Weitere Ausstattungsmerkmale: 

  • Auch bei Yamaha kann man eine Delay-Time-Einstellung nun mittels OSD generell, und nicht mehr wie früher, nur über die Nachbearbeitung in einem individuellen DSP-Programm vornehmen. Der Regelbereich: 0,15 m bis 30,00 m in 0,15 m-Schritten (für Hauptlautsprecher, Centerlautsprecher, Surroundlautsprecher, Back Surround Lautsprecher). Front L/R und Surround L/R nur gemeinsam einstellbar.
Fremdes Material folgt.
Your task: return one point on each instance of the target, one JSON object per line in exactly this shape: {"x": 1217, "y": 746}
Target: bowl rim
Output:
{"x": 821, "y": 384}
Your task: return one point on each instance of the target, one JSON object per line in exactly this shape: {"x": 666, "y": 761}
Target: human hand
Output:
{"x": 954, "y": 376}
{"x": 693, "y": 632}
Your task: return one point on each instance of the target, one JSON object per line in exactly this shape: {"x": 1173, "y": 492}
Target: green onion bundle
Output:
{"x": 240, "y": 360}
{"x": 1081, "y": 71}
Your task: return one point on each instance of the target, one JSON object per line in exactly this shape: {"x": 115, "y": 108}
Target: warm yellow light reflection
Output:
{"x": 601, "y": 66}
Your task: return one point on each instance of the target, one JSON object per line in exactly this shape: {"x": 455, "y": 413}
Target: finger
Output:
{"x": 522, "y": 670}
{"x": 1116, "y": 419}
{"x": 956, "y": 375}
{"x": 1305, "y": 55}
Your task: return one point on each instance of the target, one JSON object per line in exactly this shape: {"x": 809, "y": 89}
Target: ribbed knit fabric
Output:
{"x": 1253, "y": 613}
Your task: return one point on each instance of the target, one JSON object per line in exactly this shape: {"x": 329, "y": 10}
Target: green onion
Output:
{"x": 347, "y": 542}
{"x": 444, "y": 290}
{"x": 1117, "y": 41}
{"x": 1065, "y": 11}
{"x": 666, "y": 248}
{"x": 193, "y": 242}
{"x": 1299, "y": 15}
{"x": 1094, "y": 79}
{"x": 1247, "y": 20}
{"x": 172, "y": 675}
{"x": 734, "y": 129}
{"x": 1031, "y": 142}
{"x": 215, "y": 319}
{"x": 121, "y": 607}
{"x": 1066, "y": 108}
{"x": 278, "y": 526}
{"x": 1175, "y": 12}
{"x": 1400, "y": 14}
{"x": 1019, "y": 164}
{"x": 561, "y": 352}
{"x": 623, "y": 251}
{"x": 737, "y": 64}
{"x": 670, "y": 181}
  • Als wertvolles Feature verfügt der Yamaha DSP-AZ2 auch noch über einen Equalizer für die Anpassung des vorderen Centers. Dieser ermöglicht es, die Klangcharakteristik des vorderen Center-Speakers der der Hauptlautsprecher anzupassen (Regelbereich -6 bis +6 dB). Fünf Frequenzbänder (100 Hz, 300 Hz, 1 kHz, 3 kHz und 10 kHz) ermöglichen eine präzise Anpassung im gesamten Frequenzspektrum. Die Vorzüge in der Praxis: Wer einen Center mit klanglichen Eigenschaften verwendet, die sich von denen der Hauptlautsprecher unterschieden (das ist der Fall, wenn der Center von einer anderen Marke als die Hauptlautsprecher sind oder von der gleichen Marke, aber aus einer anderen Serie und daher mit anderer Klangcharakteristik versehen). Gleichzeitig kann mit Hilfe des Grafik-Entzerrers die oftmals zu mittenbetonte Charakteristik des Center-Speakers korrigiert werden.

  • Als ebenfalls nützliches Tool zum Anpassen des Equipments stellt sich die Low Frequency Test-Funktion heraus. Hiermit kann die Lautstärke des Front-Subwoofers an die Lautstärke der anderen Lautsprecher angepasst werden, damit keine Über- oder Unterbetonung und somit ein unausgeglichenes Klangbild die Folge ist. 

  • Via "Input Rename" können den Eingängen eigene Namen zugewiesen werden.

  • Einstellmöglichkeiten für den Sechskanaleingang: Zuweisung der Bassinformation auf die Hauptkanäle, wer mit 4 Lautsprechern DVD Audio genießen möchte, kann die Center-Toninformationen auf die Hauptkanäle legen.

  • V CONV. (Video-Umwandlung): In der Einstellung "on" werden Composite-Signale in S-Video-Signale umgwandelt.